The fireballs present a puzzle to astronomers because the ejected material could not have been shot out by the host star, called V Hydrae. The star is a bloated red giant, residing 1,200 light-years away, which has probably shed at least half of its mass into space during its death throes.

The current best explanation is that the plasma balls were launched by an unseen companion star in an elliptical orbit around the red giant. The elongated orbit carries the companion every 8.5 years to within the puffed-up atmosphere of V Hydrae, where it gobbles up material from the bloated star.

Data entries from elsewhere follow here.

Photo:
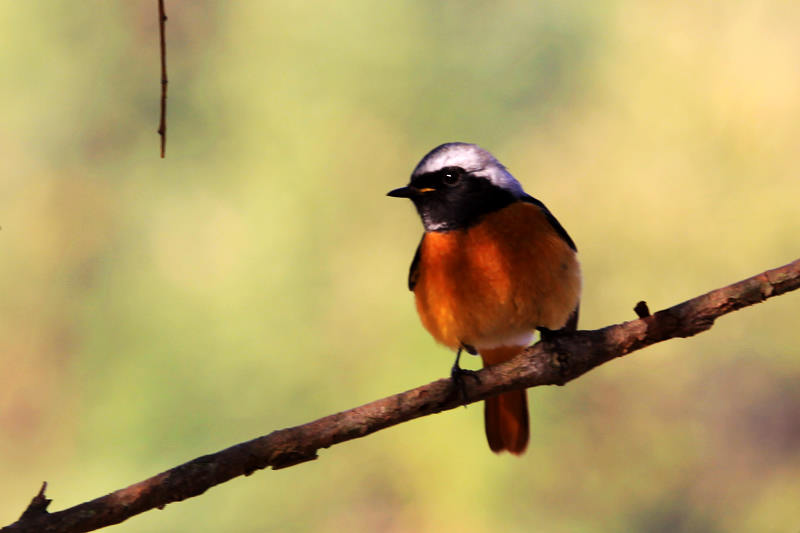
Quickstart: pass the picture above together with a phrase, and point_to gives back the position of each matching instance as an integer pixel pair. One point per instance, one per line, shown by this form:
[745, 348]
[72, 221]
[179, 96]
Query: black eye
[451, 176]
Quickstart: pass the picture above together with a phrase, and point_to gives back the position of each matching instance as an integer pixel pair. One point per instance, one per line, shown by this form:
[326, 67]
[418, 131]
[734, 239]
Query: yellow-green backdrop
[152, 311]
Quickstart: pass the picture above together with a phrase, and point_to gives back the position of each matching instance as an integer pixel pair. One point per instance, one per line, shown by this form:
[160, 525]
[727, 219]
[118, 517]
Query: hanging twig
[162, 125]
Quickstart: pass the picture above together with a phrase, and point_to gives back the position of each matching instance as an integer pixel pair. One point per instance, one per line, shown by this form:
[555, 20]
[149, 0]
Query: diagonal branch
[553, 363]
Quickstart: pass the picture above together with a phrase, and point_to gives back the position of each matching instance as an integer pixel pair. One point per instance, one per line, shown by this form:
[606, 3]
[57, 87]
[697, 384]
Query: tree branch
[552, 363]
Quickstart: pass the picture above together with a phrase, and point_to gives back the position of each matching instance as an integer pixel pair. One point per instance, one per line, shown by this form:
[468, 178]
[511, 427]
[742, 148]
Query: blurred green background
[152, 311]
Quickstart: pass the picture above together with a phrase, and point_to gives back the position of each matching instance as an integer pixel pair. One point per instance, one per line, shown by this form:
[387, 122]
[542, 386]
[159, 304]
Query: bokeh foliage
[152, 311]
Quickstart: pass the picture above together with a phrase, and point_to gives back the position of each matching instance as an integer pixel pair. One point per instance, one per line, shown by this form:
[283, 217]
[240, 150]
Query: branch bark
[552, 363]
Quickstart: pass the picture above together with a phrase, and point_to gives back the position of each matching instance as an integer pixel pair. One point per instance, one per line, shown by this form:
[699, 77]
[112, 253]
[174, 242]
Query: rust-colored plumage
[493, 266]
[490, 285]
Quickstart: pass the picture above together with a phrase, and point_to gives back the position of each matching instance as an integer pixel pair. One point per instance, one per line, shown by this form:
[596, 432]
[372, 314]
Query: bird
[493, 267]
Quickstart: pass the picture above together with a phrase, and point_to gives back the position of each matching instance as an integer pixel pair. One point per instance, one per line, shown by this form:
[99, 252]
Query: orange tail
[506, 415]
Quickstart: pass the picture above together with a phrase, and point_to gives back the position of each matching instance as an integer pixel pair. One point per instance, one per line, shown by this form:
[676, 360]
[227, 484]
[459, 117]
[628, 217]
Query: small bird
[493, 266]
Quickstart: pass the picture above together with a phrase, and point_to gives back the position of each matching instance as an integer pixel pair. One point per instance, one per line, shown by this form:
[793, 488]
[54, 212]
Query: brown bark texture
[554, 362]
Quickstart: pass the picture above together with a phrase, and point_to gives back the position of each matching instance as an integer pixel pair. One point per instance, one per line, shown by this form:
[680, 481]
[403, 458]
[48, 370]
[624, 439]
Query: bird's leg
[457, 373]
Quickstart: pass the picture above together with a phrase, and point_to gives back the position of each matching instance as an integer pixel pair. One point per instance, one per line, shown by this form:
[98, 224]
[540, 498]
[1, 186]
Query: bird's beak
[404, 192]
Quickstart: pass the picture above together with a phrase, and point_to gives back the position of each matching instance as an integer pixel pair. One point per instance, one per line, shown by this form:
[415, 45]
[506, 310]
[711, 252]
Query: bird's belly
[493, 284]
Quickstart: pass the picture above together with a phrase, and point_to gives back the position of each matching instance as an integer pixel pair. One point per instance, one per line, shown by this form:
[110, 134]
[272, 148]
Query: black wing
[413, 272]
[553, 221]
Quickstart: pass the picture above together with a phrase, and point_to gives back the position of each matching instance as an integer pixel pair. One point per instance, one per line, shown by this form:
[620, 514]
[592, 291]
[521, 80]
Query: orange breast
[501, 278]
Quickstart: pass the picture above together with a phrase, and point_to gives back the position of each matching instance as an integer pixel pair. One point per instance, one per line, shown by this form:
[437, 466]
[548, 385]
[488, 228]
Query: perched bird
[493, 266]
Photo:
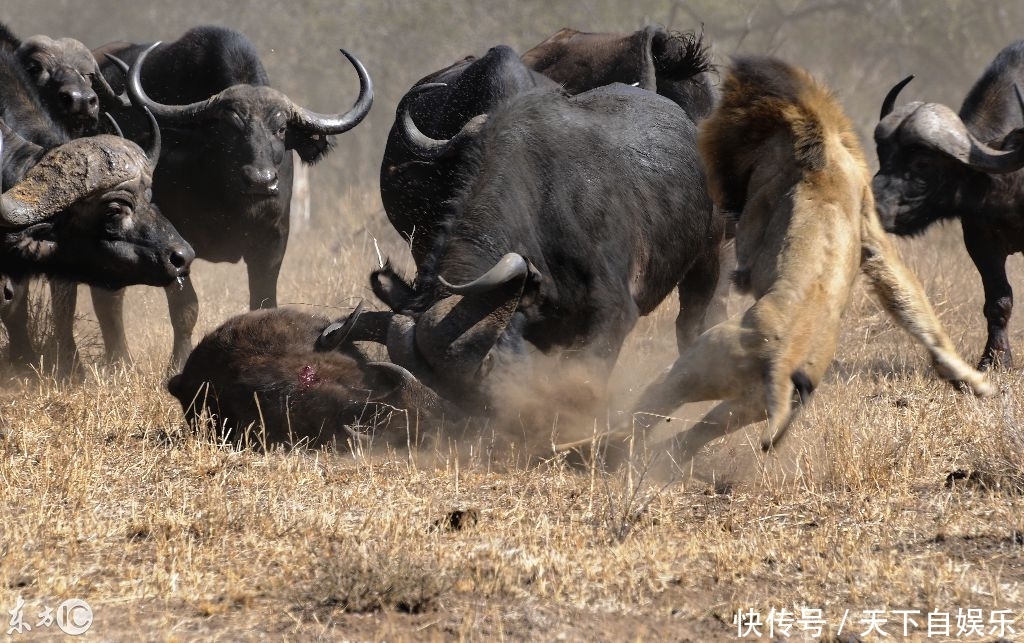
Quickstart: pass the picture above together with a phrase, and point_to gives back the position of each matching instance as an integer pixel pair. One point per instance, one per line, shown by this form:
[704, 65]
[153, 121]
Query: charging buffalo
[578, 214]
[934, 165]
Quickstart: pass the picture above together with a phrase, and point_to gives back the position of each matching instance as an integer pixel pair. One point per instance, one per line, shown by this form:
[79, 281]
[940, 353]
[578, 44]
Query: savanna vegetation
[892, 493]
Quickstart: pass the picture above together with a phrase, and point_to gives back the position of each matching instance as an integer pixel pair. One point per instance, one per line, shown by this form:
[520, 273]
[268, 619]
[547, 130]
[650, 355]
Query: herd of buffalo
[549, 200]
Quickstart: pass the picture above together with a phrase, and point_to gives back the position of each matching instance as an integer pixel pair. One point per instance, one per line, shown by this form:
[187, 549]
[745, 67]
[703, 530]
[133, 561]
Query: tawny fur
[782, 157]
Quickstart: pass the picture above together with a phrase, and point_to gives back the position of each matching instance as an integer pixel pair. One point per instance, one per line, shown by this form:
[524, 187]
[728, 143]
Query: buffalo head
[296, 377]
[926, 155]
[465, 331]
[250, 127]
[68, 78]
[83, 212]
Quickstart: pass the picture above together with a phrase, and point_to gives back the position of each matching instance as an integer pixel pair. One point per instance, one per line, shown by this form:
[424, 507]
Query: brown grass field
[892, 493]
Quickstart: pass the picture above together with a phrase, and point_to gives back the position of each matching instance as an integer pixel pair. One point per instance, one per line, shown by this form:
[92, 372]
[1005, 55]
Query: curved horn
[334, 335]
[890, 100]
[509, 267]
[107, 92]
[425, 146]
[12, 212]
[153, 153]
[173, 113]
[338, 123]
[400, 343]
[413, 390]
[114, 124]
[940, 128]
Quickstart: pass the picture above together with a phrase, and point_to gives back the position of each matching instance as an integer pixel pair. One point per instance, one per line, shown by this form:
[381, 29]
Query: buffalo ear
[310, 147]
[1013, 140]
[391, 289]
[36, 243]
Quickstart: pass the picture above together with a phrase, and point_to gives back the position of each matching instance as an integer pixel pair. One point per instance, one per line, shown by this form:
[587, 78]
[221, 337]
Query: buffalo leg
[14, 314]
[697, 292]
[182, 304]
[109, 306]
[904, 300]
[990, 259]
[64, 296]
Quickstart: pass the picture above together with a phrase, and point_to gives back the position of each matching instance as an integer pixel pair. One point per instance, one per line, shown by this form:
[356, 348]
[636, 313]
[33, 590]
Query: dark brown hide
[259, 376]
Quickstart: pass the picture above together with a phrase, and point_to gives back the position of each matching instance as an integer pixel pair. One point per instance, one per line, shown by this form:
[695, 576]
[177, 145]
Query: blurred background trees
[859, 47]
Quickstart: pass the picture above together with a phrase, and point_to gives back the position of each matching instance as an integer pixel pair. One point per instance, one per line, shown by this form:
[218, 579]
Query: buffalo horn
[153, 152]
[422, 395]
[172, 113]
[509, 267]
[108, 93]
[334, 335]
[890, 101]
[425, 146]
[140, 99]
[338, 123]
[940, 128]
[114, 124]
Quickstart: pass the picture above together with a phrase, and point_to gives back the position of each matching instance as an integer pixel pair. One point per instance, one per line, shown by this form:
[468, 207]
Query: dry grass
[892, 491]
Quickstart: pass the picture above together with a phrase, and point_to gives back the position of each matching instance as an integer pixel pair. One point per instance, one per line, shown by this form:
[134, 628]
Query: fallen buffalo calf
[294, 378]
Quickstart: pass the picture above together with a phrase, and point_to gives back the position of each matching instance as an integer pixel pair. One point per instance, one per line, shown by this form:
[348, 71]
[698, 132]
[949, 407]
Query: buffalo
[652, 58]
[782, 158]
[577, 215]
[67, 78]
[82, 212]
[297, 379]
[31, 130]
[414, 187]
[224, 178]
[935, 164]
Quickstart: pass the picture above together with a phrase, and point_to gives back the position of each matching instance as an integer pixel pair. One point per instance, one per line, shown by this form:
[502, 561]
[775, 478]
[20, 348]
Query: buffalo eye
[237, 119]
[921, 165]
[119, 208]
[35, 69]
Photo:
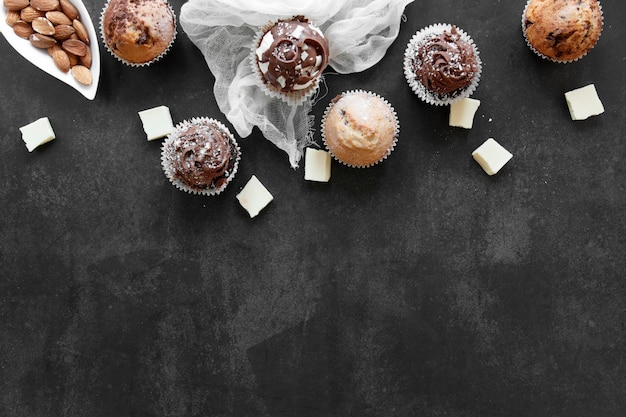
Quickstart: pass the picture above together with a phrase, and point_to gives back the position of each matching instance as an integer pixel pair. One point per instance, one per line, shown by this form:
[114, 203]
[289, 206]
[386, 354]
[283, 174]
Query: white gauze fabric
[359, 33]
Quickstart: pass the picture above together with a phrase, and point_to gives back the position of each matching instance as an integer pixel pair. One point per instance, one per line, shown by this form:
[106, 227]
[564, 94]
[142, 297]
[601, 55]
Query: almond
[12, 17]
[81, 31]
[74, 60]
[28, 14]
[60, 58]
[86, 59]
[41, 41]
[82, 74]
[43, 26]
[45, 5]
[15, 4]
[75, 46]
[58, 18]
[63, 32]
[23, 29]
[69, 9]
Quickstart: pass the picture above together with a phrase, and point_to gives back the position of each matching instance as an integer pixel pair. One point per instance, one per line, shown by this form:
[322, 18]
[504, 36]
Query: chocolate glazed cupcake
[442, 64]
[289, 57]
[200, 156]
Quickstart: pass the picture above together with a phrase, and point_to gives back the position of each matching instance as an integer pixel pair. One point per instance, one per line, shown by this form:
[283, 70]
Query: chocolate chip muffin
[562, 30]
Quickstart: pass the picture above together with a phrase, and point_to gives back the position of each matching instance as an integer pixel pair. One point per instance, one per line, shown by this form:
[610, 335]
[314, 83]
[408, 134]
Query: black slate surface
[419, 287]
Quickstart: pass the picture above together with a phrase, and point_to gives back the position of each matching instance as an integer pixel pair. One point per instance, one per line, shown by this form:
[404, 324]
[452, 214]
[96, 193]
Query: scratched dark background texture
[419, 287]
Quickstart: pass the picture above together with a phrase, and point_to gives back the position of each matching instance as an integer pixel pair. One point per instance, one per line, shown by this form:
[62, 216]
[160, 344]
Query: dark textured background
[419, 287]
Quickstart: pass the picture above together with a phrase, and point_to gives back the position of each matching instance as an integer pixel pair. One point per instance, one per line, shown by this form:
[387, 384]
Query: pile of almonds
[54, 25]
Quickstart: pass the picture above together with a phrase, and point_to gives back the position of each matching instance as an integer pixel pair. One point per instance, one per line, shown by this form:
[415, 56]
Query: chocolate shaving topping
[445, 63]
[204, 156]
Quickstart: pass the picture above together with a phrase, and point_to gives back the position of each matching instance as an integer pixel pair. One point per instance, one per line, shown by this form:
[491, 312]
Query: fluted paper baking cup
[168, 152]
[136, 64]
[416, 85]
[561, 61]
[389, 149]
[292, 98]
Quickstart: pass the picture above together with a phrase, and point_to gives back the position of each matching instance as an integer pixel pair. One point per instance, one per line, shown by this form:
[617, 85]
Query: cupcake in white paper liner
[360, 128]
[138, 34]
[289, 56]
[201, 156]
[442, 64]
[562, 32]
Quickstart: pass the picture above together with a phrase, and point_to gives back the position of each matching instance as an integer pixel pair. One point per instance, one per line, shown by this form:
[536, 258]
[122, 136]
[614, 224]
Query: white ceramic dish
[41, 59]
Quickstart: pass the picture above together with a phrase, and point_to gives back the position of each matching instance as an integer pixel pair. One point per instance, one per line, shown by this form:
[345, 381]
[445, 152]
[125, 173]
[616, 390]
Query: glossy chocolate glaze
[292, 54]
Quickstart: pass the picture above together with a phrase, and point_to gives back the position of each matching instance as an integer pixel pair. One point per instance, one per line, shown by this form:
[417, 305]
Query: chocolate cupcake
[562, 30]
[360, 128]
[200, 156]
[289, 57]
[138, 32]
[442, 64]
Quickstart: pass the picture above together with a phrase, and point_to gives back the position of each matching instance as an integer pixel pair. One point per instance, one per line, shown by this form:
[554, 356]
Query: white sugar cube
[316, 165]
[462, 112]
[37, 133]
[584, 102]
[491, 156]
[157, 122]
[254, 197]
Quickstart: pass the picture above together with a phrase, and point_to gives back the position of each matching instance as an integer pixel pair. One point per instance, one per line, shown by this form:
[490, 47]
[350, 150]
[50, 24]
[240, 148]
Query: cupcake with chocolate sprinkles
[289, 57]
[138, 32]
[200, 156]
[442, 64]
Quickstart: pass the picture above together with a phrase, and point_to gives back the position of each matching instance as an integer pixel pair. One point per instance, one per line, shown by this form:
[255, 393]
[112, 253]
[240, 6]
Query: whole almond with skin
[28, 14]
[86, 59]
[69, 9]
[58, 18]
[23, 29]
[15, 4]
[45, 5]
[75, 46]
[74, 60]
[12, 17]
[82, 74]
[43, 26]
[60, 58]
[41, 41]
[63, 32]
[81, 31]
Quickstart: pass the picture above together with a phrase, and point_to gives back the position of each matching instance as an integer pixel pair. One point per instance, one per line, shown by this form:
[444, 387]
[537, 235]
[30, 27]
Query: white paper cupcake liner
[294, 98]
[136, 64]
[418, 88]
[391, 147]
[166, 152]
[532, 48]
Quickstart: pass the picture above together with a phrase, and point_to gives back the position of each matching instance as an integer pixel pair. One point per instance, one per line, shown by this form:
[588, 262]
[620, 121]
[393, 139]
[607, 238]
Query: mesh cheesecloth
[359, 33]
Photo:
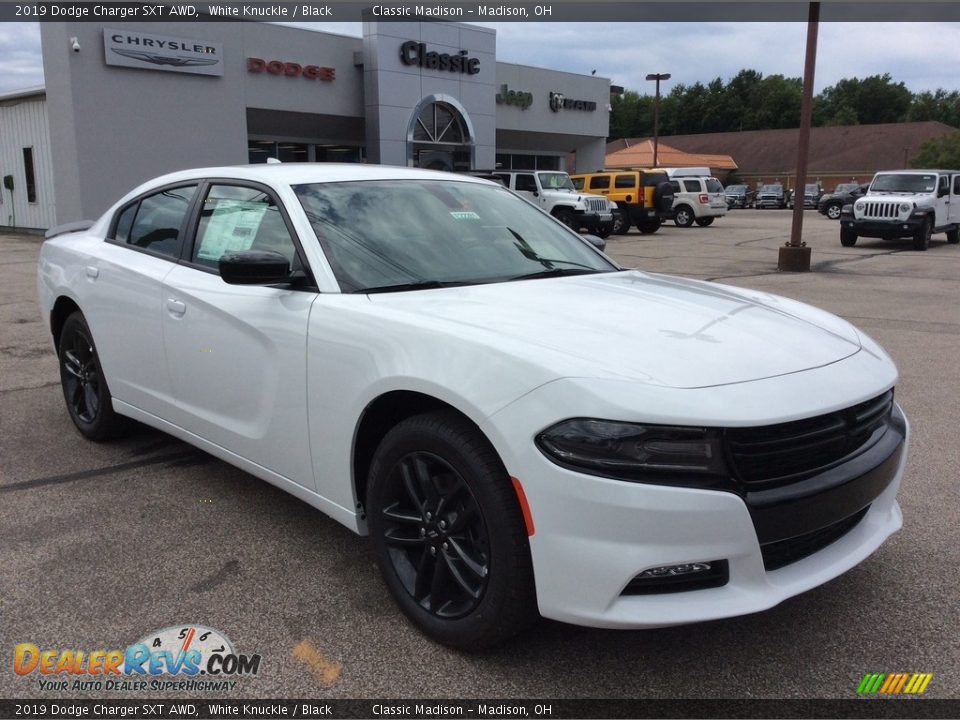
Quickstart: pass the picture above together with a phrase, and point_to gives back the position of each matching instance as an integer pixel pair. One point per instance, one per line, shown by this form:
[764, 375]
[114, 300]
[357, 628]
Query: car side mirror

This material then settles into a disk around the companion, and serves as the launching pad for blobs of plasma, which travel at roughly a half-million miles per hour.

This star system could explain a dazzling variety of glowing shapes uncovered by Hubble that are seen around dying stars, called planetary nebulae, researchers said to newscenter:. http://hubblesite.org/newscenter/archive/releases/2016/34/


About the image:

This four-panel graphic illustrates how the binary-star system V Hydrae is launching balls of plasma into space.

Panel 1 shows the two stars orbiting each other. One of the stars is nearing the end of its life and has swelled in size, becoming a red giant.

In panel 2, the smaller star's orbit carries the star into the red giant's expanded atmosphere. As the star moves through the atmosphere, it gobbles up material from the red giant, which settles into a disk around the star.

The buildup of material reaches a tipping point and is eventually ejected as blobs of hot plasma along the star's spin axis, shown in panel 3.

This ejection process is repeated every eight years, the time it takes for the orbiting star to make another pass through the bloated red giant's envelope, shown in panel 4.